In Anvar’s case the difficulty was, though the originals might have been produced, the same were not produced. Here, the computer was used only for the purpose of making the CDs, to contain the information recorded in and transferred from either mobile phones or digital cameras. The original information was initially put in to either the cameras or phones during the recording time, and those devises may also be considered as computer, if its function is according to Section 2 (1) (i) of Information Technology Act. If that be the case, the certificate of 65B of the Act also should have been necessary for the outputs produced from the cameras and phones.

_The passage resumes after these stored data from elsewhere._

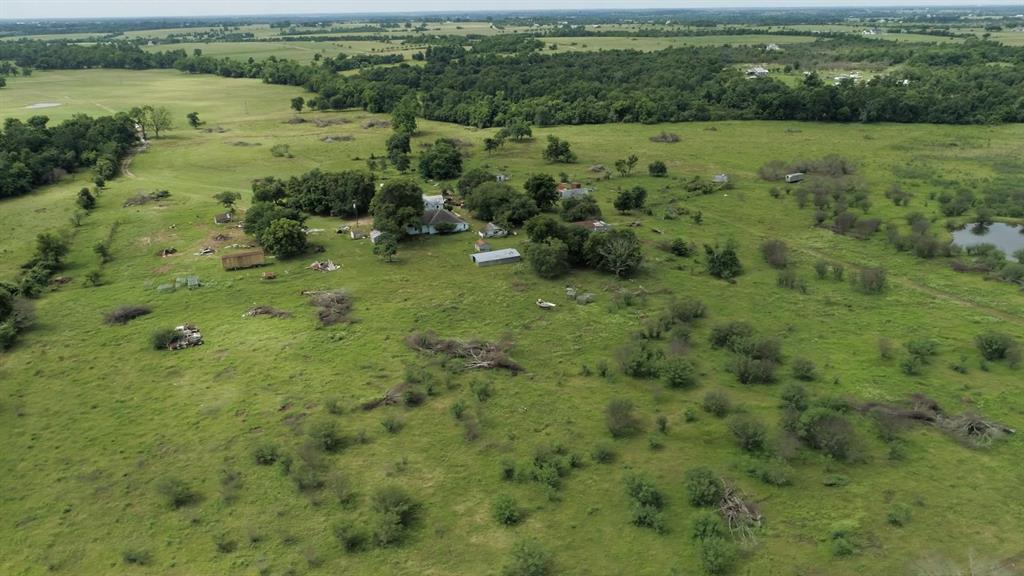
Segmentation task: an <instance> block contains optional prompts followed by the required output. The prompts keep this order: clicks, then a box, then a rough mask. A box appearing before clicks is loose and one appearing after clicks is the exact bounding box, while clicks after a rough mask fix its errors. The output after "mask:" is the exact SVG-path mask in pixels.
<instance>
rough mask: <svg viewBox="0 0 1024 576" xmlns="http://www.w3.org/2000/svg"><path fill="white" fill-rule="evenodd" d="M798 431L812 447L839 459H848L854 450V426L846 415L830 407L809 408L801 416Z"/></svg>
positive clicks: (843, 459) (839, 459)
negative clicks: (802, 414)
mask: <svg viewBox="0 0 1024 576" xmlns="http://www.w3.org/2000/svg"><path fill="white" fill-rule="evenodd" d="M797 433H798V435H799V436H800V438H801V439H802V440H803V441H804V442H806V443H807V444H808V445H809V446H810V447H811V448H815V449H817V450H821V451H822V452H824V453H825V454H828V455H829V456H831V457H834V458H836V459H838V460H846V459H847V458H849V456H850V455H851V453H852V452H853V448H854V442H855V437H854V431H853V426H852V425H851V424H850V422H849V420H847V419H846V417H844V416H843V415H842V414H840V413H839V412H836V411H835V410H831V409H829V408H824V407H815V408H810V409H808V410H807V411H806V412H804V414H803V415H801V416H800V420H799V422H798V428H797Z"/></svg>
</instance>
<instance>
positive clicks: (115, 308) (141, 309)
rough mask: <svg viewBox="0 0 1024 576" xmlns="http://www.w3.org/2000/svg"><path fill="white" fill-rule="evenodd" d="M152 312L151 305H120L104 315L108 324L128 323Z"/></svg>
mask: <svg viewBox="0 0 1024 576" xmlns="http://www.w3.org/2000/svg"><path fill="white" fill-rule="evenodd" d="M151 312H153V308H151V307H150V306H130V305H125V306H118V307H116V308H114V310H112V311H111V312H109V313H106V315H105V316H104V317H103V322H106V323H108V324H127V323H128V322H130V321H132V320H135V319H136V318H138V317H140V316H145V315H147V314H150V313H151ZM162 347H166V346H162Z"/></svg>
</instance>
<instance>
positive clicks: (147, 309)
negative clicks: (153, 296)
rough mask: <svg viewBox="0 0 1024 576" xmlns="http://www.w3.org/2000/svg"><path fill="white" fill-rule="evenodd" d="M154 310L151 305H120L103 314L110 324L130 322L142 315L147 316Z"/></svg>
mask: <svg viewBox="0 0 1024 576" xmlns="http://www.w3.org/2000/svg"><path fill="white" fill-rule="evenodd" d="M151 312H153V308H151V307H150V306H132V305H124V306H118V307H116V308H114V310H112V311H111V312H109V313H106V314H105V315H104V316H103V322H105V323H108V324H128V323H129V322H131V321H132V320H135V319H136V318H138V317H140V316H145V315H147V314H150V313H151Z"/></svg>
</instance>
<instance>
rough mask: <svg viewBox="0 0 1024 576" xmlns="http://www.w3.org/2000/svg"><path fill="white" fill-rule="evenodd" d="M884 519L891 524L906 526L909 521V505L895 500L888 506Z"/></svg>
mask: <svg viewBox="0 0 1024 576" xmlns="http://www.w3.org/2000/svg"><path fill="white" fill-rule="evenodd" d="M886 520H888V522H889V524H891V525H893V526H906V525H907V523H909V522H910V507H909V506H907V505H906V504H903V503H900V502H896V503H894V504H893V505H891V506H889V513H888V515H887V518H886Z"/></svg>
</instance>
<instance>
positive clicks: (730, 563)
mask: <svg viewBox="0 0 1024 576" xmlns="http://www.w3.org/2000/svg"><path fill="white" fill-rule="evenodd" d="M735 557H736V551H735V548H733V546H732V544H730V543H729V542H728V541H726V540H724V539H722V538H711V539H709V540H705V541H702V542H700V567H701V568H702V569H703V571H705V574H708V575H709V576H721V575H722V574H725V573H727V572H728V571H729V567H731V566H732V563H733V562H734V561H735Z"/></svg>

In Anvar’s case, even though the Supreme Court has mentioned that the electronic record is to be supported by the certificate under Section 65B of the Act(when adduced as secondary evidence), to which the conditions laid down in Sub-section (2) thereof are applied, the overall reading of the decision is making an impression that all the electronic data are to be supported by such certificate when produced as secondary evidence, whether or not the computer output containing the information was produced by the computer during the period over which the computer was used regularly to store or process information for the purposes of any activities regularly carried on over that period by the person having lawful control over the use of the computer. In Anvar’s case, it is not mentioned, whether the computer in question was regularly used to store or process information or had used only for the purpose of copying the contents of the information captured in mobile phones and digital cameras. What is clear from the fact is that the computer in question was used only as a devise to transfer data from one medium to another. So the question is, was it necessary to have a certificate for the CDs produced in Anvar’s case for admitting those as secondary evidence?

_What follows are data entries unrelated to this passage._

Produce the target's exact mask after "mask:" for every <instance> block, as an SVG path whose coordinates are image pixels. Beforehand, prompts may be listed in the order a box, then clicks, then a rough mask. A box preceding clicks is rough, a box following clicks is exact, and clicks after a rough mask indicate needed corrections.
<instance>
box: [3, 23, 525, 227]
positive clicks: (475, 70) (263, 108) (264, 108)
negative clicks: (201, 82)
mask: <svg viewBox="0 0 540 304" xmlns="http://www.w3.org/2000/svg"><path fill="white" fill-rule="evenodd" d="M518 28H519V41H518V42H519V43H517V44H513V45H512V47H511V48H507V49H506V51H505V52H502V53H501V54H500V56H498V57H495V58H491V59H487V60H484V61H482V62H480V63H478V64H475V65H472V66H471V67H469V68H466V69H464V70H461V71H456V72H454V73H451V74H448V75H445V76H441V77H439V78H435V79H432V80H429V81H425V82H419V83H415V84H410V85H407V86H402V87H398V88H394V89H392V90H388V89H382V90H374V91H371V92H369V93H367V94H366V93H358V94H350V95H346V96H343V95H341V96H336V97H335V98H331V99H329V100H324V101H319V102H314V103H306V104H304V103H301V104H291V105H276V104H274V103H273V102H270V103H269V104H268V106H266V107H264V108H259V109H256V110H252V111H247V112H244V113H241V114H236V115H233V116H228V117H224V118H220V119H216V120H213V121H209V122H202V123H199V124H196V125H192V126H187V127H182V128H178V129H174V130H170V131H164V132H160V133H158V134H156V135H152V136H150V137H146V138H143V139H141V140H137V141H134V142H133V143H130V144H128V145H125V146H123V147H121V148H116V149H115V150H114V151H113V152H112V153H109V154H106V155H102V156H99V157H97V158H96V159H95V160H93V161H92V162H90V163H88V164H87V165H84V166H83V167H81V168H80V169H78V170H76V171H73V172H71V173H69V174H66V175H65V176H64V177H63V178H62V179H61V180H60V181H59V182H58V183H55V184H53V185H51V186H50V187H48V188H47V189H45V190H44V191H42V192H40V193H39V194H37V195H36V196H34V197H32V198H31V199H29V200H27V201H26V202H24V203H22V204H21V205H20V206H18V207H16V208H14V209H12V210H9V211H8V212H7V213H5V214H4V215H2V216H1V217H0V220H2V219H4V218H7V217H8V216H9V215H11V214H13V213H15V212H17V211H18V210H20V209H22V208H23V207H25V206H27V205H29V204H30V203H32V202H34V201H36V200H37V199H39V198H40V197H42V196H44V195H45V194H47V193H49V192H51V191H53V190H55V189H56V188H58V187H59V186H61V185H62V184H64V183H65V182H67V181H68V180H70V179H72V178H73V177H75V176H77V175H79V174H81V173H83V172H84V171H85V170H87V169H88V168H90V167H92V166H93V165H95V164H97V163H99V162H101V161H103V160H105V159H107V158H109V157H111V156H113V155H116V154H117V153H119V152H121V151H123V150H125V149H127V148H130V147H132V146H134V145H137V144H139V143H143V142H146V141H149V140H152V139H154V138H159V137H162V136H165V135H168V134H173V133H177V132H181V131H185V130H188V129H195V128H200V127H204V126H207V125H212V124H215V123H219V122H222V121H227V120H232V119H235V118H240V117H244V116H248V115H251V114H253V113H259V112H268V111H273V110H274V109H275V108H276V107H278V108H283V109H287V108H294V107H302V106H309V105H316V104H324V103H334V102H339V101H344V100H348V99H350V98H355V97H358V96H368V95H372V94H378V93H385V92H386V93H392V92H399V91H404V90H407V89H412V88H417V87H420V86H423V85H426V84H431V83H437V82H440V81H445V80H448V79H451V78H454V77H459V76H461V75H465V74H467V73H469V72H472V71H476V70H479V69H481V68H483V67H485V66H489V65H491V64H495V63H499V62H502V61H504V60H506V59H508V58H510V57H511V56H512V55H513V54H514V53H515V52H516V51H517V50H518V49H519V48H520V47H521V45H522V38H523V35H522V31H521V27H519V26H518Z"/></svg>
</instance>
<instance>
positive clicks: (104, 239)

Of course, therefore, the law declared in Afsan Guru was liable to be overruled being opposed to Section 65B of the Act(a special provision prevailing over general law), but the doubt is, should it have been done in Anvar’s case, for want of authenticity of the secondary evidence.
I am only expressing some doubts arisen on a repeated reading of Anvar’s case. The views of the experts are expected.
Abdul Khader Kunju, Asst. Public Prosecutor, Govt. of Kerala.